Here’s a fresh strategy for reforming malpractice lawsuit rules: measure doctors by national standards, not local custom
The discrepancy exists in the fact that doctors’ performances are measured against “customary practice,” which is defined as what doctors usually do, which isn’t always necessarily based on the best medical science, Orszag writes. If doctors followed protocols published by a professional medical association, they could be protected by law. The Center for American Progress, a moderate Democratic think tank, presented this idea and gave suggestions for how it could be implemented.
A study by Professor Michael Rakes of Cornell Law School and Anupam Jena, a professor of health-care policy at Harvard Medical School, found that shifting away from local “customary practice” standards toward national practices can improve health care. “The literature to date has largely failed to appreciate the substantive nature of liability rules,” Frakes and Jena write, “and may thus be drawing limited inferences based solely on our experiences to date with damages caps and related reforms.” Limiting lawsuit damages is unconstitutional in Kentucky.

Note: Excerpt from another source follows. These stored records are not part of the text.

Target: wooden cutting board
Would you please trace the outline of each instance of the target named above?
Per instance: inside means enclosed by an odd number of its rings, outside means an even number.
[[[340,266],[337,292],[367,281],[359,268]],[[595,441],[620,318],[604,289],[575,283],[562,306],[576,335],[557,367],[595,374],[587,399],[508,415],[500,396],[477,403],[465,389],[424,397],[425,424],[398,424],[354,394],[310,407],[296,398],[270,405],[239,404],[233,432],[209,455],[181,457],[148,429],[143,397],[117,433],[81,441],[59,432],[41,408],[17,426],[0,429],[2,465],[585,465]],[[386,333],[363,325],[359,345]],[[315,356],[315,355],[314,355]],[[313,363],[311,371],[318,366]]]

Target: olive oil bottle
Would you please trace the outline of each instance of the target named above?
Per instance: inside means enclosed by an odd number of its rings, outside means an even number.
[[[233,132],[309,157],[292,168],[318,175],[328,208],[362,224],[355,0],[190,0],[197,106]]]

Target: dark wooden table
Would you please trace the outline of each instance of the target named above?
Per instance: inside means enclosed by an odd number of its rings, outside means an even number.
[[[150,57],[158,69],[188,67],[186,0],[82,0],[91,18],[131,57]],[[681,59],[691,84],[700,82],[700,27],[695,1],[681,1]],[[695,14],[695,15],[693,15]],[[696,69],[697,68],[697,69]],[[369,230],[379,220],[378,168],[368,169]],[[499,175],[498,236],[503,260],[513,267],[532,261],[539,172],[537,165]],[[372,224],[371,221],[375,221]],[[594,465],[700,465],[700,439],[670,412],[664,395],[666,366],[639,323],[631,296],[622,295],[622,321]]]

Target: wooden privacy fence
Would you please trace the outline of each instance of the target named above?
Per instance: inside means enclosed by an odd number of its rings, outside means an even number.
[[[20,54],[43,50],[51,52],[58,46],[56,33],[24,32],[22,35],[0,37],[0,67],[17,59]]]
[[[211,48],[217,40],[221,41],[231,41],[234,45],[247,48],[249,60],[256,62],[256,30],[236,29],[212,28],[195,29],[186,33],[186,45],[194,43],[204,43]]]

If doctors knew they could be protected from lawsuits if they followed specific procedures, “the safe harbor might have an even bigger effect on their behavior than the Frakes-Jena study suggests,” Orszag writes.
Though it could take a long time for this change to happen nationally—because most Democrats in Congress are against malpractice reform and Republicans are concentrating on damages caps—states can reform their individual malpractice systems, Orszag notes.